Ecosyste.ms: Awesome

An open API service indexing awesome lists of open source software.

Awesome Lists | Featured Topics | Projects

https://twitter.github.io/clockworkraven

Human-Powered Data Analysis with Mechanical Turk
https://twitter.github.io/clockworkraven

Last synced: about 2 months ago
JSON representation

Human-Powered Data Analysis with Mechanical Turk

Awesome Lists containing this project

README

        

# Clockwork Raven [![Build Status](https://secure.travis-ci.org/twitter/clockworkraven.png)](http://travis-ci.org/twitter/clockworkraven) [![Code Climate](https://codeclimate.com/badge.png)](https://codeclimate.com/github/twitter/clockworkraven)

## Human-Powered Data Analysis

Clockwork Raven is a web application that allows users to easily interact with Mechanical Turk. It is actively used at Twitter to gather thousands of judgments every day.
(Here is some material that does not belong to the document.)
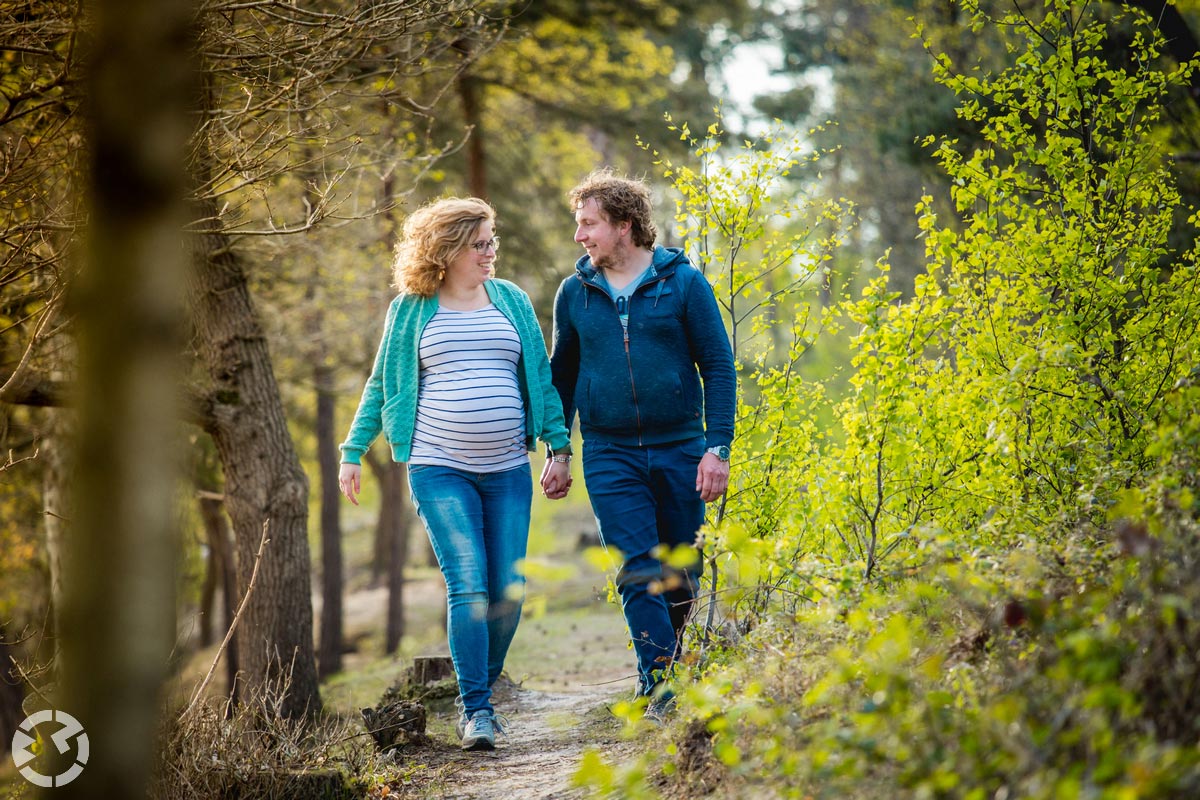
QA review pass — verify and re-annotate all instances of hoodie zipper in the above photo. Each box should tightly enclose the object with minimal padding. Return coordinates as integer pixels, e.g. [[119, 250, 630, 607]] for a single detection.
[[581, 277, 648, 447], [622, 323, 642, 447]]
If you've ever wanted a friendlier interface to Mechanical Turk, then Clockwork Raven is for you.

### What it is good for

Clockwork Raven is designed for individuals, or organizations that share a
single Mechanical Turk account. Users can upload data, design evaluations to
send to Mechanical Turk through a simple, drag-and-drop interface, and review
results all in a single place. It also provides a Thrift API for users who wish
to programmatically run human computation tasks or gather real-time judgments.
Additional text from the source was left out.